Convert the Neon VDUP (scalar) insn to decodetree. (Note that we
can't call this just "VDUP" as we used that already in vfp.decode for
the "VDUP (general purpose register" insn.)
Backports commit 9aaa23c2ae18e6fb9a291b81baf91341db76dfa0 from qemu
Convert the Neon VTBL, VTBX instructions to decodetree. The actual
implementation of the insn is copied across to the new trans function
unchanged except for renaming 'tmp5' to 'tmp4'.
Backports commit 54e96c744b70a5d19f14b212a579dd3be8fcaad9 from qemu
Convert the Neon VEXT insn to decodetree. Rather than keeping the
old implementation which used fixed temporaries cpu_V0 and cpu_V1
and did the extraction with by-hand shift and logic ops, we use
the TCG extract2 insn.
We don't need to special case 0 or 8 immediates any more as the
optimizer is smart enough to throw away the dead code.

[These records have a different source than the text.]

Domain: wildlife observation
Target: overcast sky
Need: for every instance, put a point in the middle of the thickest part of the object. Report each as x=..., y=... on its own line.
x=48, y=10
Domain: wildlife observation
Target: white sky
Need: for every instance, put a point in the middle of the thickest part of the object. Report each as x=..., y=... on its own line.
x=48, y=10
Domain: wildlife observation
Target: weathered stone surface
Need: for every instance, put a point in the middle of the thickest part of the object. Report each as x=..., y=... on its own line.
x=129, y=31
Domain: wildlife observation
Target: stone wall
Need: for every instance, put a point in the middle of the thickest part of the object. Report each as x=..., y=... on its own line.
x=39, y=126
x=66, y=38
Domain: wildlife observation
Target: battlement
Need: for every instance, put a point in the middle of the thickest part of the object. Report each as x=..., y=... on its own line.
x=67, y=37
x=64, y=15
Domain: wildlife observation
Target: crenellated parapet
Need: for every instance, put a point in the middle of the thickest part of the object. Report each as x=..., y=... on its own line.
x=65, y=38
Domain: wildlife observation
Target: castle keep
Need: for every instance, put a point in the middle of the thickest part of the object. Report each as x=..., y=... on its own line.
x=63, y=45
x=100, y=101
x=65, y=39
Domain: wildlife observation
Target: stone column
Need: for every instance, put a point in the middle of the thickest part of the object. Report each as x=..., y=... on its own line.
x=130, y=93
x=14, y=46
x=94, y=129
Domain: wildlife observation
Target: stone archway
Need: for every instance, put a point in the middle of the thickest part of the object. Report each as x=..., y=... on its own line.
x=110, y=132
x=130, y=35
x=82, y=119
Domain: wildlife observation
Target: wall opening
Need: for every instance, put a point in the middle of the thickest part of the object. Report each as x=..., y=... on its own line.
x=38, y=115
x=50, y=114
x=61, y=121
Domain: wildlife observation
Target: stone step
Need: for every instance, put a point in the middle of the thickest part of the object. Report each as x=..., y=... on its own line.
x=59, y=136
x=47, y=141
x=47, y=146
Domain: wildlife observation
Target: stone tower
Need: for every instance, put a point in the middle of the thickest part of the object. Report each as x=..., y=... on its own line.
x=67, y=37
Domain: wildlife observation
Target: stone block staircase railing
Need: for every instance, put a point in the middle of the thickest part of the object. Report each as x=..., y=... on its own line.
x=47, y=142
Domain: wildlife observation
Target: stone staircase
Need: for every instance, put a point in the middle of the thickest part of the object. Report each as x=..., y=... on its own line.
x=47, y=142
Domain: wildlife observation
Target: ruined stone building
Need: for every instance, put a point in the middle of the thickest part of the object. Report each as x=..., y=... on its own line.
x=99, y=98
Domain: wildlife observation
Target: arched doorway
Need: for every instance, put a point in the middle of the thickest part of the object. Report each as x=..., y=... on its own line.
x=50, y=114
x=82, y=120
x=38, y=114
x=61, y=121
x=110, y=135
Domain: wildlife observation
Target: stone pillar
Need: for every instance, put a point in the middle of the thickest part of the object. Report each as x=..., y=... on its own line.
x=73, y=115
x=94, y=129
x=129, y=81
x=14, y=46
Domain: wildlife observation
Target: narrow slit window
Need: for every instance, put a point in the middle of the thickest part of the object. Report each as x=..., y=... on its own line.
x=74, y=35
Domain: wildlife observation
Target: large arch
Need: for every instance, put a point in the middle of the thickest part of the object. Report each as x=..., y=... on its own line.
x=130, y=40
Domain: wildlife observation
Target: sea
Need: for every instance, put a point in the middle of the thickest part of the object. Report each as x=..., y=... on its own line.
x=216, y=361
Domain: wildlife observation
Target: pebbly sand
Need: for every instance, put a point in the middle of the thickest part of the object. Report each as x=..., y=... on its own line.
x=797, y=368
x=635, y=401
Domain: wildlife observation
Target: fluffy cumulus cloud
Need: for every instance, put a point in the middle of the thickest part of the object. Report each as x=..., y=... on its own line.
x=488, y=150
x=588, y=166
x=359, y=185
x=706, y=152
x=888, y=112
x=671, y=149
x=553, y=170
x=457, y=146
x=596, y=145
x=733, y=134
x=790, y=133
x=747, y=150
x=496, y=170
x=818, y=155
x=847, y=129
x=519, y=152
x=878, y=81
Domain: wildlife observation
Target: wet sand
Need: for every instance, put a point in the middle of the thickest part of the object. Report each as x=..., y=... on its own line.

Backports commit 0aad761fb0aed40c99039eacac470cbd03d07019 from qemu
Convert the Neon 2-reg-scalar long multiplies to decodetree.
These are the last instructions in the group.
Backports commit 77e576a9281825fc170f3b3af83f47e110549b5c from qemu
Convert the float versions of VMLA, VMLS and VMUL in the Neon
2-reg-scalar group to decodetree.
Backports commit 85ac9aef9a5418de3168df569e21258e853840a2 from qemu
Convert the VMLA, VMLS and VMUL insns in the Neon "2 registers and a
scalar" group to decodetree. These are 32x32->32 operations where
one of the inputs is the scalar, followed by a possible accumulate
operation of the 32-bit result.
The refactoring removes some of the oddities of the old decoder:
* operands to the operation and accumulation were often
reversed (taking advantage of the fact that most of these ops
are commutative); the new code follows the pseudocode order
* the Q bit in the insn was in a local variable 'u'; in the
new code it is decoded into a->q
Backports commit 96fc80f5f186decd1a649f6c04252faceb057ad2 from qemu
In commit 37bfce81b10450071 we accidentally introduced a leak of a TCG
temporary in do_2shift_env_64(); free it.
Backports commit a4f67e180def790ff0bbb33fc93bb6e80382f041 from qemu
Mark the arrays of function pointers in trans_VSHLL_S_2sh() and
trans_VSHLL_U_2sh() as both 'static' and 'const'.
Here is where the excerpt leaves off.